KÜNYE: Sanayileşme Sürecinde 50 Yıl. Tunç Tayanç, Milliyet Yay., 1973. Sahaflarda 5-150 TL arası.

1923 yılında çıkartılan bir yasayla da tarım araçları ve hayvan ithalatı gümrüksüz yapılmaya başlandı. Kadastro yasasıyla topraklar özel mülkiyete geçirilirken, toprak reformunun sözü hiç edilmedi. Aynî vergiden (aşar), nakdî vergiye geçilerek üretici pazar için üretime zorlandı. Bunların tümü tarım kesiminin kapitalistleşmesi yönünde adımlardı. İş Bankası ile de küçük mevduatlar kredi haline getirilip, ticaret sermayesinin sanayi sermayesine dönüşümü hedeflendi.

Tayanç’ın da vurguladığı gibi “az gelişmiş olarak nitelendirilen ülkelerin geleneksel kapitalist yolu izleyerek sanayileşmelerine, giderek kalkınmalarına olanak yoktur”. Bunun farkına geç varılmış ve devletçi politikalara ancak 1930 yılında geçilebilmiştir. Bunun nedeni elbette sadece uygulanan sistemin getirdiği düş kırıklığı ve özel sektörün başarısızlığı değildi, 1929 yılı ile birlikte kapitalist dünyanın girdiği kriz, yine aynı yıl Osmanlı borçlarının ödenmeye başlanması ve onun getirdiği ek yük ile Sovyet modelinin başarısı da etkendi. Devletçi sistem 1950 yılına dek sürmüş ve sonrasında ülke kapıları tam anlamıyla yabancı sermayeye açılmıştı.

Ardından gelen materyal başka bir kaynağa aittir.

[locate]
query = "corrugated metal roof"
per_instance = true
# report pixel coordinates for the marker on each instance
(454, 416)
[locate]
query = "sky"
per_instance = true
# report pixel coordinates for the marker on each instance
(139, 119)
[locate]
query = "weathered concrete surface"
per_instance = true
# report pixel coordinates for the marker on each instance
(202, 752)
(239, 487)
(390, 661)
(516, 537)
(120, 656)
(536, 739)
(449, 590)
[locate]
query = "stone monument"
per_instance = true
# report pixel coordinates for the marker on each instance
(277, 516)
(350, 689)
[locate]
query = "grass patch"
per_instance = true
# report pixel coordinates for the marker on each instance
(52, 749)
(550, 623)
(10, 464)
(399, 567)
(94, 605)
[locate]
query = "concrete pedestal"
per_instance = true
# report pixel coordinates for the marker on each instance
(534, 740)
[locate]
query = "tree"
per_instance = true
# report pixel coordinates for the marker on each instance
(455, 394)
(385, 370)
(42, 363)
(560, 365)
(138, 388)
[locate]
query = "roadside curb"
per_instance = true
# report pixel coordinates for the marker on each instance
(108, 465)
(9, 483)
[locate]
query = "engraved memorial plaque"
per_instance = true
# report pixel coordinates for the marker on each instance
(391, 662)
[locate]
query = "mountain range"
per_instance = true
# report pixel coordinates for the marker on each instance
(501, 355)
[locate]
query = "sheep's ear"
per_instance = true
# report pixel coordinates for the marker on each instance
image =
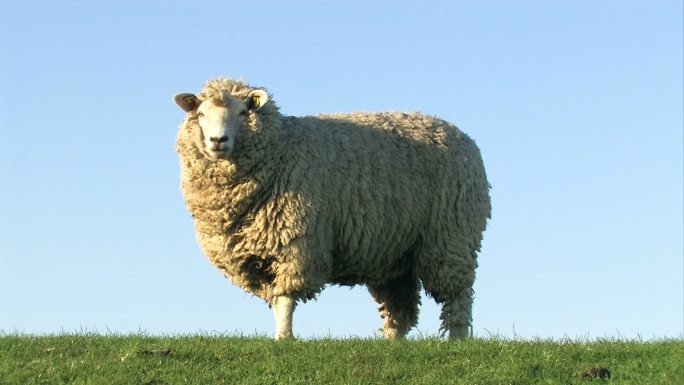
(256, 99)
(187, 102)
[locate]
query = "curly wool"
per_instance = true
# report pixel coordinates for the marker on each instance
(390, 200)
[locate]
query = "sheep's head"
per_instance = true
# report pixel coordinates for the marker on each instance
(220, 118)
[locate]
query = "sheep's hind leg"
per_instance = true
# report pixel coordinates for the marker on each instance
(399, 299)
(283, 308)
(449, 281)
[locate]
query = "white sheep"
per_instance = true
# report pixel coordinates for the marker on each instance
(285, 205)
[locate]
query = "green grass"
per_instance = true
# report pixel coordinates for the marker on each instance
(97, 359)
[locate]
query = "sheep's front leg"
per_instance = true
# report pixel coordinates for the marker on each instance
(283, 307)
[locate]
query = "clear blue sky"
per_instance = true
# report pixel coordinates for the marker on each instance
(576, 106)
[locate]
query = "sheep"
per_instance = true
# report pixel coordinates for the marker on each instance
(285, 205)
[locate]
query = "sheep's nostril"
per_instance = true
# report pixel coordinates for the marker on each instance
(218, 140)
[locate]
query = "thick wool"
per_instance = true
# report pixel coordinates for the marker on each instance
(394, 201)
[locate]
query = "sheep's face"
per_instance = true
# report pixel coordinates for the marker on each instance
(221, 119)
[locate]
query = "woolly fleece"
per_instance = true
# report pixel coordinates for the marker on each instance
(390, 200)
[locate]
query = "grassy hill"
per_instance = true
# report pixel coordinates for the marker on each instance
(96, 359)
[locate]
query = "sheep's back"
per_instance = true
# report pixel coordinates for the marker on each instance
(374, 180)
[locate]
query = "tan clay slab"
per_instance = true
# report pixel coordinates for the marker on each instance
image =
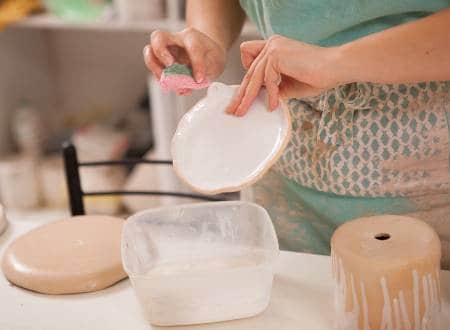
(79, 254)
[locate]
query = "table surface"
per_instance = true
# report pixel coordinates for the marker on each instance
(301, 297)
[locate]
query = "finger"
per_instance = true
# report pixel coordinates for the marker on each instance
(160, 41)
(236, 101)
(152, 62)
(250, 50)
(184, 91)
(271, 80)
(252, 89)
(197, 57)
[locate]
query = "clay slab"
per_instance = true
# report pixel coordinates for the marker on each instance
(79, 254)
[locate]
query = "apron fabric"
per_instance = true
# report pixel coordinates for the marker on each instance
(361, 150)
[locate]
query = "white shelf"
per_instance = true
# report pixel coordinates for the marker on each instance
(48, 21)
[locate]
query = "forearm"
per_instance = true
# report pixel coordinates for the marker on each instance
(412, 52)
(221, 20)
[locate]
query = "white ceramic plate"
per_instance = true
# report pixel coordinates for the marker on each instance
(214, 152)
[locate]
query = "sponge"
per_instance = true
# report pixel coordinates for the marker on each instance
(178, 77)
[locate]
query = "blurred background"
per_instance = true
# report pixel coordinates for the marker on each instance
(73, 70)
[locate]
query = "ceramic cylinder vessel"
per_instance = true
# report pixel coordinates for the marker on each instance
(387, 274)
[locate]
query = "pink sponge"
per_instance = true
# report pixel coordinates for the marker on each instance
(178, 77)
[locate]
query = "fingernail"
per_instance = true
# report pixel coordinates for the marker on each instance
(199, 78)
(168, 59)
(145, 52)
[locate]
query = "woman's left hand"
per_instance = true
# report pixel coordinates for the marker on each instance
(287, 68)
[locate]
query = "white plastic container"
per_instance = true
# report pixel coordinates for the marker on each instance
(200, 263)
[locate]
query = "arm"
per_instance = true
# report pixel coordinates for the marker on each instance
(221, 20)
(412, 52)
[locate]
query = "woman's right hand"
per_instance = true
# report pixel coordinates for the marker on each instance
(191, 47)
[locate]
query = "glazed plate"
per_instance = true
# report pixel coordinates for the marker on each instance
(214, 152)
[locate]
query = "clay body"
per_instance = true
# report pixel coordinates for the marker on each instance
(387, 274)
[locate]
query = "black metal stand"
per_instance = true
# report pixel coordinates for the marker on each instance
(76, 193)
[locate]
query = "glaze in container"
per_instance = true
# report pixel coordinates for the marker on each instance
(200, 263)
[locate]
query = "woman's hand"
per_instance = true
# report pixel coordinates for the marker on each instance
(287, 68)
(191, 47)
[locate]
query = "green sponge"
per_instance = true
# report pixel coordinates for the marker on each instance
(178, 68)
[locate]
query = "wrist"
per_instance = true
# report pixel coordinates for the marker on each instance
(342, 64)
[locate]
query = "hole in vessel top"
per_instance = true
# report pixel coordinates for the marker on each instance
(382, 236)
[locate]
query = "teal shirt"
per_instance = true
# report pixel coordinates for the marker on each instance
(334, 22)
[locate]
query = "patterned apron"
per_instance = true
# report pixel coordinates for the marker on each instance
(359, 150)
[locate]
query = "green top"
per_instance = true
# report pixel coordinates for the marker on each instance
(334, 22)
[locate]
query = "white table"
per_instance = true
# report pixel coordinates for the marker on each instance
(301, 297)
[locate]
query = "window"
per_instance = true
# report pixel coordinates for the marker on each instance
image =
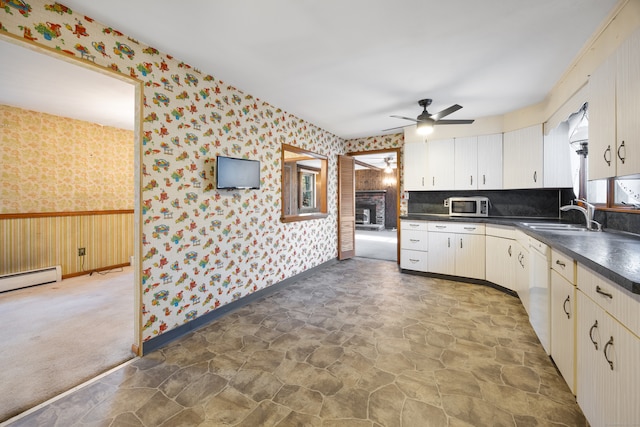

Bu anlattıklarım TİK’in ilerici karakterini değiştirmez. İster kapitalist ister sosyalist yol seçilmiş olsun, anti-emperyalist ve anti-feodal karakterinden dolayı TİK ileri bir adımdır. Sosyalist yol benimsenseydi sonuç farklı olur muydu? Bilinmez, daha doğrusu böyle bir soru anlamsız olur çünkü tarihsel olaylara ‘şöyle olsaydı, böyle olsaydı’ şeklinde yaklaşılamaz. Süreç yaşanmış, bitmiş ve artık bir olgu olarak karşımızdadır; fazlası spekülasyondur. Bu noktadan itibaren kişinin dünyaya bakışı ve özlemleri devreye girer.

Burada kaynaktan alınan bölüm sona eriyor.